Mat. 6:33 "Seek Ye First the Kingdom of God and All these things Shall Be Added to You!!!

"1) Organized religion is "good" because it can regulate a set of expectations regarding something as intangible and immeasurable as religion."

Here we see perhaps the Largest Organization in the World & the "Papa" can't (or WON'T") Control his "Underlings"??? Do U know Why??? Simple, when they Die all their "Millions" are turned over to the "Organization" (catholic church), so why "Order" his "Underlings" out of Office or Order them to make "Restitution" to their "Flocks" as that would "Harm the Bottom Line"!!! Religion IS TANGIBLE & "Papa Measure EVERY PENNY" of their Wealth!!! As for the "Regulation of Expectations", who was doing the "Regulating" of those Involved here & over the Centuries that this has been going on???

"3) And so you wonder if being a Christian precludes sinful behavior?  If becoming a Christian washes away all sins, both past and future so that you will never sin?  There is none that has not sinned, not one.  The Holy Scriptures say.  A one on one relationship with God does not remove one from the temptations of the world, but provides a way out of those temptations."

I don't wonder, as the "Old Sin Nature is in our Every Cell having been imputed at Birth" and accepting Christ does NOT prevent one from Sinning, rather provides a means of returning to Fellowship with God through "Rebound" (confession & repentance of our Sins) unless one has NOT Accepted Christ which seems to be the case here over the vast amount of time this has been going on.

"But I too have sinned.  And I know that no amount of money from those who have sinned against me in my past will help me.  It is not money that is wanted, but humility, grief, repentance, and forgiveness."
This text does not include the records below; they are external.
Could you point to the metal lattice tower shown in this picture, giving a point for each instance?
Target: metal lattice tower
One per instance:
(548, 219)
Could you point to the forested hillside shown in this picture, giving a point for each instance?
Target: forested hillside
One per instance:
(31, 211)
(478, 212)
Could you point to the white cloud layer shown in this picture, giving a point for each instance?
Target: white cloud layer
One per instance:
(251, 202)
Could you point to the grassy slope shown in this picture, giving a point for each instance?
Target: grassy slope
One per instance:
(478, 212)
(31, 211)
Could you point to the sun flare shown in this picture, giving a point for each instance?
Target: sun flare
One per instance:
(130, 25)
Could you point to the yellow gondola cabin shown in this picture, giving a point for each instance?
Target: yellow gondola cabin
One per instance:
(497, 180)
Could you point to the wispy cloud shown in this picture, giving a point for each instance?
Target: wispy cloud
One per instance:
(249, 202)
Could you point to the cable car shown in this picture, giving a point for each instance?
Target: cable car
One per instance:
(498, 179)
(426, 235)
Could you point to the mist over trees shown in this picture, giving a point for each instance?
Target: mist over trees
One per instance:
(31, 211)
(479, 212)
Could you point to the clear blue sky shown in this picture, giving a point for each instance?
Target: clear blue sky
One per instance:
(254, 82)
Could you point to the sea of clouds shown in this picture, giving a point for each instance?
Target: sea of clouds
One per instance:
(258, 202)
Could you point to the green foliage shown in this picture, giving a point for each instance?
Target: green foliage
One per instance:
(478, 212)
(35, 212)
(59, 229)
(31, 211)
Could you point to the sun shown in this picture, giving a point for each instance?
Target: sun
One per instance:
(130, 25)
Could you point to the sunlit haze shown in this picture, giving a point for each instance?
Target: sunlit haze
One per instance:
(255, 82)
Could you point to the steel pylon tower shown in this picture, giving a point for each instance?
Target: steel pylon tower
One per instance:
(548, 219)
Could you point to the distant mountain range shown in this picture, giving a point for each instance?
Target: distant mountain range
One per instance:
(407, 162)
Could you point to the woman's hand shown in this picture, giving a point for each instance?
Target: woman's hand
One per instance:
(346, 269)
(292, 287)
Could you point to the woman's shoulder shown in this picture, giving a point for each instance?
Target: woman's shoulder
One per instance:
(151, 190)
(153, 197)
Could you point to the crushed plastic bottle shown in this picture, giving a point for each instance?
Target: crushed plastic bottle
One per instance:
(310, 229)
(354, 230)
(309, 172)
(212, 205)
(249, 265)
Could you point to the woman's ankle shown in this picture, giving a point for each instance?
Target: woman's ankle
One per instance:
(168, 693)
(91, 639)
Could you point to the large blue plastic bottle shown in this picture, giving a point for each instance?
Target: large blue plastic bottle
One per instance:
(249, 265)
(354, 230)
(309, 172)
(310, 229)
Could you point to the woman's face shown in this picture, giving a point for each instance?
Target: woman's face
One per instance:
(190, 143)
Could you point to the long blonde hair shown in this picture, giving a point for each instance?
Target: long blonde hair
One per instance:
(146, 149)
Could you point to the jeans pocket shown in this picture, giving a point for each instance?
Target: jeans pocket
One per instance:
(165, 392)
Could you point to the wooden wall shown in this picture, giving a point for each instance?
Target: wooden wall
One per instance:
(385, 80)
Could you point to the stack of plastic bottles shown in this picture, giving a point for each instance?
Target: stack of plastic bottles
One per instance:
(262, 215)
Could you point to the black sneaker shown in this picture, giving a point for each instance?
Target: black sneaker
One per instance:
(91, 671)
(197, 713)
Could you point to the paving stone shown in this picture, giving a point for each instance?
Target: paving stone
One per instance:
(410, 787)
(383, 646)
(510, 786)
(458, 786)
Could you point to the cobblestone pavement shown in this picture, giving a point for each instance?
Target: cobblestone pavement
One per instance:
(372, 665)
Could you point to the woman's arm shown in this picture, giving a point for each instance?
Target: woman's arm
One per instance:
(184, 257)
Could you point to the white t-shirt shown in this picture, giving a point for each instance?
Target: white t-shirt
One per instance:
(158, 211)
That we all have sinned is true, but we're talking not just stealing candy at the drug store, but Criminal Activity Physically & Mentally Harming People, that the Organization has Deliberately Covered Up, showing NO Remorse, Repentance or Humility!!!

John

Posted 2009-05-28T21:11:45Z
 
29 helpful answers

Love everybody!Smile

Organized religion should control this kind of thing to see that this does not  happen if they are doing what they should do. If the top is at ease in Zion and not paying attention to the rest of the church, anything can happen and probably will--as it did.  Christianity believes man is bent toward evil and that temptation will never totally leave you; you must worship and pray and practice your faith daily to be faithful to Christ.  Some don't take  this call of Jesus to "follow me" very seriously. They live fast and loose  and do what they want. There should be strict discipline in the organized church--Catholic or Protestant--and their should be consequences for any failures. Many priests or ministers should be put out of service, and I don't care how much of a shortagae there is. There is no excuse for immorality among the religious workers or clergy.

Bottom line - organized religion failed - that is my opinion; the goverment must not fail their people.

Any church that thinks theirs is the only true church is wrong! Plain enough?

A sincere Christian really living the life Jesus called him or her to live is precluded from doing what you referenced to. The problem is not all Christian live the Godly life as Christ calls them to do. If you do not follow Christ faithfully and sincerely you may do things that will surprise yourself. Compromise on one thing and then another, and another and the light of Jesus no longer shines through you, but you still want to be called a Christian. Salvation is a gift of God but His grace and forgiveness is extended to those who are sincere and are continuing to daily follow Him. There is no CHEAP GRACE.

Posted 2009-10-26T03:51:20Z
funguy was invited by Yedda to answer this question.